En el reino de las sombras, ya nadie la tiene y no se corre el riesgo de desgarrarla pisándola, como Peter Schlemihl. Lo que puede ocurrir, en cambio, es que no sean ya los cuerpos los que proyectan su sombra, sino las sombras las que proyecten su cuerpo, los cuales sólo serían la sombra de una sombra. Algo que ya ocurre en el caso de nuestra realidad virtual, que sólo es la puesta en circulación, sub specie corporis, sub specie realitatis, de la abstracción y de los datos numéricos de la vida. Al igual que en aquella otra fábula en la que el diablo volvía a poner en circulación la sombra del estudiante que éste le había vendido, bajo la forma viviente de un Doble del que el estudiante sólo era el suplente.

Quimera paradójica esta operación virtual del mundo. Declinación mundial de todos los datos, fantasía idéntica a la de la declinación de los nombres de Dios; quimera en la que nos hundimos como en un sarcófago metálico, en estado de ingravidez, pensando en vivir, por la gracia del Digital, todas las situaciones posibles.

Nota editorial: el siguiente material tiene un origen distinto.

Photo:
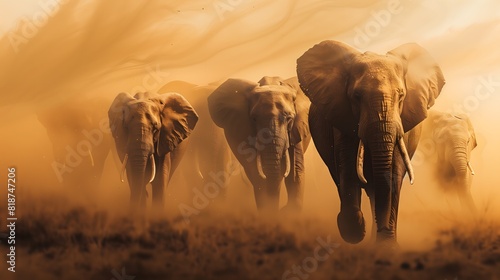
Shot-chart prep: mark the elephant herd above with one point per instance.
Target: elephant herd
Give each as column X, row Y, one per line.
column 365, row 113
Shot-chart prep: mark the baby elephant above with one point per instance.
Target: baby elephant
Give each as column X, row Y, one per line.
column 454, row 139
column 150, row 132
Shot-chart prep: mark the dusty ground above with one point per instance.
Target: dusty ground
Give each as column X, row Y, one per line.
column 64, row 241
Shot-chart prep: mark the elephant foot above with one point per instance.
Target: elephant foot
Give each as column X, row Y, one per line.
column 351, row 226
column 386, row 238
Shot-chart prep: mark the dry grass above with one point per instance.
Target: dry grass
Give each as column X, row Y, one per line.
column 64, row 241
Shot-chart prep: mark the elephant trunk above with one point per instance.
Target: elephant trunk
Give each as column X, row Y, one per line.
column 136, row 173
column 381, row 144
column 270, row 159
column 460, row 160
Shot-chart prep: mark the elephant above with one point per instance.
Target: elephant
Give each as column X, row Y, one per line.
column 151, row 135
column 265, row 125
column 208, row 150
column 80, row 138
column 364, row 119
column 454, row 139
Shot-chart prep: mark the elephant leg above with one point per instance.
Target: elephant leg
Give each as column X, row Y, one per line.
column 464, row 195
column 371, row 195
column 350, row 219
column 322, row 133
column 295, row 180
column 161, row 179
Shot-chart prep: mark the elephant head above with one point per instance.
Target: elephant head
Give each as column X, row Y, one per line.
column 146, row 128
column 454, row 140
column 374, row 99
column 262, row 121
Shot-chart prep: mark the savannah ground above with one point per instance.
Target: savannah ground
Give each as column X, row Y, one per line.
column 59, row 238
column 101, row 48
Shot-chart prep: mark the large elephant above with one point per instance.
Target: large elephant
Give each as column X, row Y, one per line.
column 265, row 124
column 81, row 141
column 454, row 139
column 207, row 161
column 150, row 133
column 364, row 120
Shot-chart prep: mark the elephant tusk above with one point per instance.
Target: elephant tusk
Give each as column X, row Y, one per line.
column 197, row 166
column 359, row 162
column 153, row 172
column 287, row 162
column 406, row 159
column 91, row 158
column 470, row 168
column 259, row 167
column 124, row 166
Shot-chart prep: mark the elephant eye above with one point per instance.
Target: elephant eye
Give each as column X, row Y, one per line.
column 357, row 94
column 401, row 93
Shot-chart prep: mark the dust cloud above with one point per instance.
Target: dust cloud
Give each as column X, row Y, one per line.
column 53, row 52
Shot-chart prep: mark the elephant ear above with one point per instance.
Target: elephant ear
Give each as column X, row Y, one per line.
column 470, row 129
column 117, row 114
column 424, row 81
column 300, row 129
column 323, row 72
column 178, row 119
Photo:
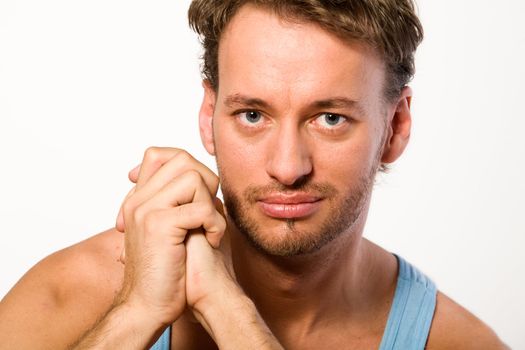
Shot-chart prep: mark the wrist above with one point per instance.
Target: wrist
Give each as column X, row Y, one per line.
column 233, row 322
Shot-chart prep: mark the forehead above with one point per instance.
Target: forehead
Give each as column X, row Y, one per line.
column 271, row 58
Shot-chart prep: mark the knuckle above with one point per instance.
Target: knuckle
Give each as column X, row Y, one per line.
column 194, row 177
column 208, row 210
column 139, row 214
column 183, row 156
column 151, row 221
column 152, row 154
column 128, row 207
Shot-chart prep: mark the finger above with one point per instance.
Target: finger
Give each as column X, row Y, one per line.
column 122, row 257
column 189, row 193
column 154, row 159
column 119, row 224
column 177, row 222
column 181, row 163
column 133, row 174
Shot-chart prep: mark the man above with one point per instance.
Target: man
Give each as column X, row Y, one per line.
column 304, row 102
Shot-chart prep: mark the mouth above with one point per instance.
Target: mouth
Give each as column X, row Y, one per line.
column 295, row 206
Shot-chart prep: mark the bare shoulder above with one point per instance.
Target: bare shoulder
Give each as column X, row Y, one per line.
column 63, row 295
column 454, row 327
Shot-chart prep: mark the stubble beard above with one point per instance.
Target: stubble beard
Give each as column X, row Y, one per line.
column 343, row 213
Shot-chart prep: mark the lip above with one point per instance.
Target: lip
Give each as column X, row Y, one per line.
column 293, row 206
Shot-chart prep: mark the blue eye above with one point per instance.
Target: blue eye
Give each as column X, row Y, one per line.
column 330, row 119
column 250, row 117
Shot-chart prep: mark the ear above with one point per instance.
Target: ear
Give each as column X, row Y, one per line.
column 206, row 117
column 398, row 128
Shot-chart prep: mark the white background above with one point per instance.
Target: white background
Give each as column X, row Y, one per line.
column 86, row 86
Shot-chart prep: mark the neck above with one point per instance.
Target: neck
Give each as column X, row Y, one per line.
column 343, row 280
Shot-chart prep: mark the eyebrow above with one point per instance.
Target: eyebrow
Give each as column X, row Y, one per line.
column 238, row 99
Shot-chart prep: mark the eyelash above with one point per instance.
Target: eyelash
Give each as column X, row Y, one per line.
column 326, row 129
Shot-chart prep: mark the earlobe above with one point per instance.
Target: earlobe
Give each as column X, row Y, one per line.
column 206, row 118
column 398, row 128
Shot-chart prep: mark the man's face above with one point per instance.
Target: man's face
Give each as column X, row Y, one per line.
column 298, row 127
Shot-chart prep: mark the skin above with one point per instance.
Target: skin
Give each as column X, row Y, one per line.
column 209, row 279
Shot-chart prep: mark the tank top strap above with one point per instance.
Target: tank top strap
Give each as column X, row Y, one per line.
column 412, row 310
column 164, row 342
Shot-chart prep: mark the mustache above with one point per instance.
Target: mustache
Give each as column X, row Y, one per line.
column 253, row 193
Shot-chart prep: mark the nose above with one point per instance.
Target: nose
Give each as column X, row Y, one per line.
column 290, row 160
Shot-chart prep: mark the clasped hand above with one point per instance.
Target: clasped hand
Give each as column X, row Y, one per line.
column 173, row 225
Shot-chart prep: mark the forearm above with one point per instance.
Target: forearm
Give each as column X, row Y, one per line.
column 235, row 323
column 122, row 327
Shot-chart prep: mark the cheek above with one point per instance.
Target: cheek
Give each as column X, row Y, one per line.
column 237, row 160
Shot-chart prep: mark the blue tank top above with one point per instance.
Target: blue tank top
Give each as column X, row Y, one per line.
column 409, row 319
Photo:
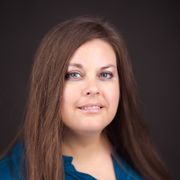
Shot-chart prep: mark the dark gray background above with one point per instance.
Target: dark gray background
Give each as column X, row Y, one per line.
column 151, row 30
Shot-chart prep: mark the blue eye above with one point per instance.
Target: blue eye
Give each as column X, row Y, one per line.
column 72, row 75
column 106, row 75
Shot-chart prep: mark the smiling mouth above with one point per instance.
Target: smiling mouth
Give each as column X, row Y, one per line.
column 91, row 108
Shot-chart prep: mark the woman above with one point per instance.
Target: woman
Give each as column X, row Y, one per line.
column 82, row 120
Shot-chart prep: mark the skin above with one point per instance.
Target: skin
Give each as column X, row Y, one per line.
column 90, row 100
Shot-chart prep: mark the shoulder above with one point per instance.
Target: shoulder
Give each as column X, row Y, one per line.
column 125, row 170
column 11, row 165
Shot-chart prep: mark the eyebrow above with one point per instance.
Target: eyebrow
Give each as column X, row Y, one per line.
column 103, row 67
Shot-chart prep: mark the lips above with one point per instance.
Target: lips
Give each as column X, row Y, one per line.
column 91, row 108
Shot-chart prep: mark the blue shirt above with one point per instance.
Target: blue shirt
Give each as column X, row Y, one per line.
column 11, row 167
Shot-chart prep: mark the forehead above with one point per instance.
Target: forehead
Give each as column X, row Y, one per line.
column 95, row 52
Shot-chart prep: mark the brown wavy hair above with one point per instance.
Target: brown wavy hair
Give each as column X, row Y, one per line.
column 43, row 127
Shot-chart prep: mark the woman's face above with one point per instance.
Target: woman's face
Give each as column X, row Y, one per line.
column 91, row 92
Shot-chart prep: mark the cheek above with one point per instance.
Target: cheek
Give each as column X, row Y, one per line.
column 113, row 94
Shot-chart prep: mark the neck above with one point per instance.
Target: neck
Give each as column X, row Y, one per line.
column 80, row 146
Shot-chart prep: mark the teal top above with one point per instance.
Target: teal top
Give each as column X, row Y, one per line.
column 11, row 167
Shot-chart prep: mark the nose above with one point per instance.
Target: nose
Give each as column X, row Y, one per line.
column 91, row 88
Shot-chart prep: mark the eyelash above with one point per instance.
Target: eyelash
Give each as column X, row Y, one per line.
column 71, row 75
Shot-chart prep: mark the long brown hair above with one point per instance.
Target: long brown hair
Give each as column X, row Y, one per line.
column 43, row 127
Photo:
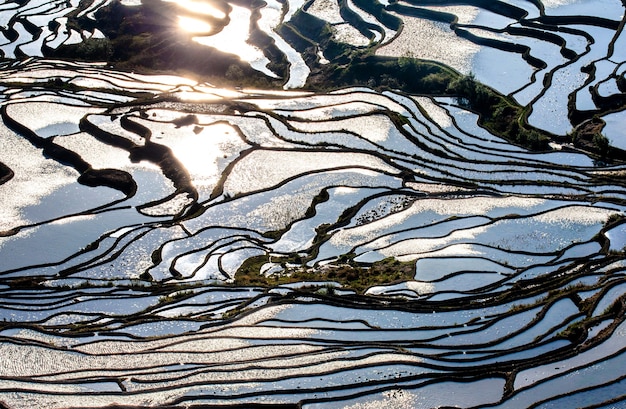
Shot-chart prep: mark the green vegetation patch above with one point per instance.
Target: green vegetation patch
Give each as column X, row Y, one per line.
column 345, row 272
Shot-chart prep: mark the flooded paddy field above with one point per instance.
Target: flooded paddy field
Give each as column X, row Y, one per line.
column 166, row 242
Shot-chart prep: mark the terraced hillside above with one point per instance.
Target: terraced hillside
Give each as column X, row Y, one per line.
column 361, row 232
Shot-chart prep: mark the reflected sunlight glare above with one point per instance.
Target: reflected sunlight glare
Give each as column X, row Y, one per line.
column 201, row 7
column 193, row 25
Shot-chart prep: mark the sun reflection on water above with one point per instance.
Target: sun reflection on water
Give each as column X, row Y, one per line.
column 193, row 25
column 201, row 7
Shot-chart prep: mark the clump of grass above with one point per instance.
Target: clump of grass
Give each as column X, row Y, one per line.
column 347, row 273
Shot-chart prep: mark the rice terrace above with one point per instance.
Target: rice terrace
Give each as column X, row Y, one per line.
column 312, row 204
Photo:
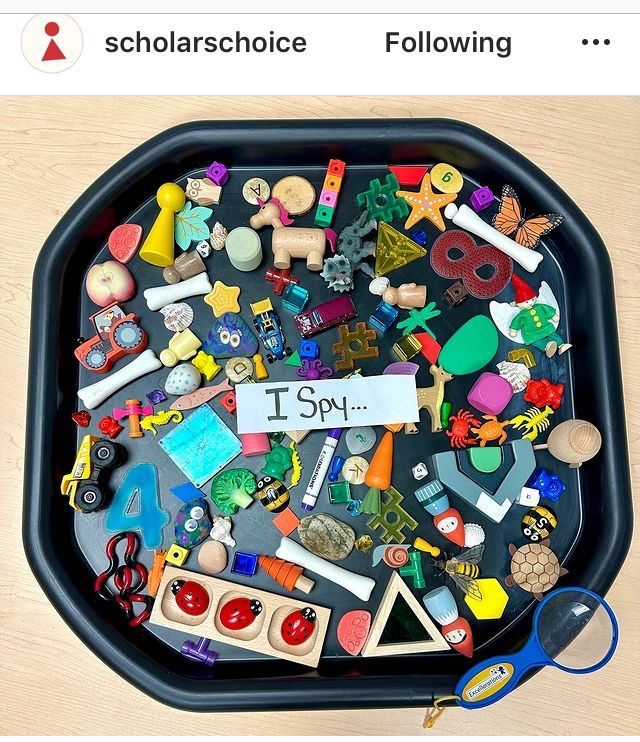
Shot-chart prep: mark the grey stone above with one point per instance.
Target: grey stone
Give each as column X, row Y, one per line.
column 326, row 537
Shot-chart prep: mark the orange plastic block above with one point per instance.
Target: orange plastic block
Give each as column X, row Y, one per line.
column 286, row 521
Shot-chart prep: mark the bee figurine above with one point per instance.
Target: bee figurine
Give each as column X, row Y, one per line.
column 539, row 523
column 203, row 191
column 463, row 569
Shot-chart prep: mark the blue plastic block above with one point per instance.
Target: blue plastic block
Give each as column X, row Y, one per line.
column 244, row 563
column 419, row 236
column 295, row 298
column 383, row 317
column 187, row 492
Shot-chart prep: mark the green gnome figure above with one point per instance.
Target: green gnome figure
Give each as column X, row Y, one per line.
column 536, row 320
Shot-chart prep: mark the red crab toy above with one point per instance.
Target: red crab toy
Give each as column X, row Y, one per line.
column 541, row 392
column 462, row 421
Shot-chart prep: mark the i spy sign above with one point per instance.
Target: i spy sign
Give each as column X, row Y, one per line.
column 328, row 403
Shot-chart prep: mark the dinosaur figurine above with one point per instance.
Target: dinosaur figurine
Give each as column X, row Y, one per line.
column 161, row 417
column 351, row 251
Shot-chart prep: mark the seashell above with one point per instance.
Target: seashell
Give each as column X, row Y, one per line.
column 221, row 530
column 218, row 236
column 177, row 317
column 183, row 379
column 517, row 374
column 473, row 535
column 395, row 555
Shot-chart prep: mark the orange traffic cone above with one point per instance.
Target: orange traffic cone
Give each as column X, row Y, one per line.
column 379, row 472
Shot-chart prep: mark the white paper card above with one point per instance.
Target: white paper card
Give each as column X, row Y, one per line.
column 328, row 403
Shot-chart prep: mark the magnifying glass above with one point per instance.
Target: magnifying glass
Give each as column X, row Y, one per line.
column 574, row 630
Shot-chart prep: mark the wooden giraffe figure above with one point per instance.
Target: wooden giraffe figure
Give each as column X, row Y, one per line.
column 431, row 398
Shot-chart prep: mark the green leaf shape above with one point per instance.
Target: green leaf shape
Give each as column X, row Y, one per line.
column 232, row 490
column 191, row 224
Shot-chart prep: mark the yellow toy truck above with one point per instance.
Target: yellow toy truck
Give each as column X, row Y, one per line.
column 85, row 486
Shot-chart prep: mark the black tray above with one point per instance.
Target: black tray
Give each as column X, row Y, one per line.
column 66, row 549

Fantasía de síntesis de todos los elementos, con los que intentamos forzar las puertas del mundo real.

Con la Realidad Virtual y todas sus consecuencias, hemos pasado al extremo de la técnica, a la técnica como fenómeno extremo. Más allá del final, ya no hay reversibilidad, ni huellas, ni siquiera nostalgia del mundo anterior. Esta hipótesis es mucho más grave que la de la alienación técnica, o el apresamiento heideggeriano. Es la de un proyecto de desaparición irreversible, en la más pura lógica de la especie. La de un mundo absolutamente real, en el que, contrariamente al artista de Michaux, habríamos sucumbido a la tentación de no dejar huellas.


Ésta es la baza de la Virtualidad. Y no cabe dudar de su ambición absoluta. Si llegara a su término, esta realización radical sería el equivalente de un crimen perfecto. Mientras que el crimen «original» nunca es perfecto y siempre deja huellas —nosotros mismos en tanto que seres vivos y mortales somos la huella de esta imperfección criminal—, el exterminio futuro, el que resultaría de una determinación absoluta del mundo y de sus elementos, no dejaría ninguna huella. Ni siquiera tendríamos la ocasión de desaparecer. Seríamos desintegrados en el Tiempo Real y la Realidad Virtual mucho antes de que las estrellas se apagaran.

Menos mal que todo eso es literalmente imposible. Irrealizable la Altísima Definición, en su ambición de producir imágenes, sonidos, información, cuerpos, en microvisión, en estereoscopia, como jamás habéis visto, como jamás veréis. Irrealizable la fantasía de la Inteligencia Artificial; el devenir—mundo del cerebro, el devenir—cerebro del mundo, que debería funcionar sin cuerpo, sin flaqueza, autonomizado, inhumano. Demasiado inteligente, demasiado extraordinario para ser cierto.

De hecho, no hay sitio a la vez para la inteligencia natural y para la inteligencia artificial. No hay sitio a la vez para el mundo y para su doble.